How to transition from your comfortable job to one you really love
Once you’ve decided to make a career change, knowing where to start can be daunting. Here is an easy-to-follow plan to guide you through the process.
Make a list of the kind of work that excites you and the skills you want to explore in your new career. Do you want to be more creative, take on more responsibility, or make a difference in your community? Consider the work structure you’re looking for; remote, freelance, part-time or full-time. Are you willing to relocate? And what kind of salary are you looking for?
Next, make a list of your strengths, both personally and professionally. Think about your previous jobs and the areas you excelled at. This will provide you with a comprehensive ‘wish list’ of the kind of job you’re looking for.
2. Identify your transferable skills
“I’m scared to leave my job after 20 years! I don’t have any transferable skills!” Sound familiar?

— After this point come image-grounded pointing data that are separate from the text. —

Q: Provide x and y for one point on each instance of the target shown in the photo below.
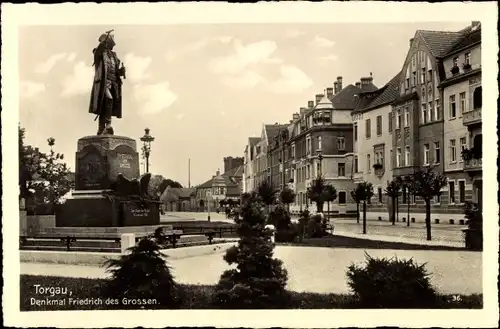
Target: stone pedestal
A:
(99, 160)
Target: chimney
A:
(339, 83)
(319, 97)
(329, 92)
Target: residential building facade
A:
(462, 99)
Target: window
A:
(461, 191)
(453, 151)
(463, 145)
(467, 58)
(462, 103)
(426, 154)
(341, 143)
(451, 191)
(424, 114)
(478, 98)
(437, 153)
(341, 169)
(342, 197)
(453, 107)
(407, 156)
(437, 109)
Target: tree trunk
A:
(364, 217)
(428, 218)
(408, 221)
(393, 219)
(357, 212)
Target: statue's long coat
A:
(98, 88)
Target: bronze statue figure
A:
(106, 96)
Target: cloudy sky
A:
(201, 89)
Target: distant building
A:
(228, 185)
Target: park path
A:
(310, 269)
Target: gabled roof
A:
(439, 42)
(469, 37)
(324, 104)
(389, 94)
(273, 130)
(344, 99)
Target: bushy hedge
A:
(201, 296)
(391, 283)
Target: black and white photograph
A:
(195, 156)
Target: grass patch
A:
(337, 241)
(193, 297)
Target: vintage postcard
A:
(293, 164)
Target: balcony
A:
(473, 164)
(472, 117)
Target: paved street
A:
(320, 270)
(416, 231)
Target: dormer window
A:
(467, 58)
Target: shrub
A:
(316, 226)
(258, 281)
(142, 274)
(391, 283)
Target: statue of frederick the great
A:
(106, 96)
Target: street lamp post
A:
(146, 146)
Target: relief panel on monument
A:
(91, 170)
(123, 160)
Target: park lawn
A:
(338, 241)
(196, 296)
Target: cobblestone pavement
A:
(310, 269)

In all of your past work experience, be it 20 years or one month, you will find transferable skills. These are the skills you use every day that will be an asset to any future employer. To find your transferable skills, make a list of your daily roles and responsibilities, and consider what is needed to perform these tasks well. Common transferable skills include leadership, communication, research and management, but consider all your past experiences when looking for your skills. These skills will form the backbone of your career change resume.
3. Market research
The next step is market research. Look into industries that meet the needs you listed above and research the kind of roles available. How do these roles line up with your wish list? Do they meet some or all of your goals? Use our career profiles tool to browse similar jobs for inspiration and lists of alternative careers and related job fields.
Once you have found a role that interests you, browse open job postings on LinkedIn and Indeed in your desired field to see how your current skills align with the new job requirements.
4. Passive job search
Looking for work whilst you’re currently employed gives you ample time to search and explore further training opportunities whilst you’re still employed. Network with professionals in your desired field, connect with recruiters on LinkedIn, and keep an eye open for potential leads and job openings.
Once you’ve found a career path you’re interested in, it’s time to get ready to apply.
- Update your resume. Follow our step-by-step guide to tailoring your resume for a career change by focussing on transferable skills and quantified experience. Writing your resume can be challenging, but our resume tools are here to provide personalized feedback on how to improve and help target your resume with keywords and skills.
- Optimize your LinkedIn profile for your new job search to bolster your chances of success.
- Consider attending additional training courses to tailor your resume to your new field. Even a few online courses can help a new employer see your dedication to your new profession.
Once your resume and online profiles are ready, it’s as simple as clicking apply. Remember, a standard job search can take 3-6 months, so don’t be put off if you’re not immediately successful. Focus on updating your resume, searching for job openings that match your goals, and applying selectively to jobs that really interest you.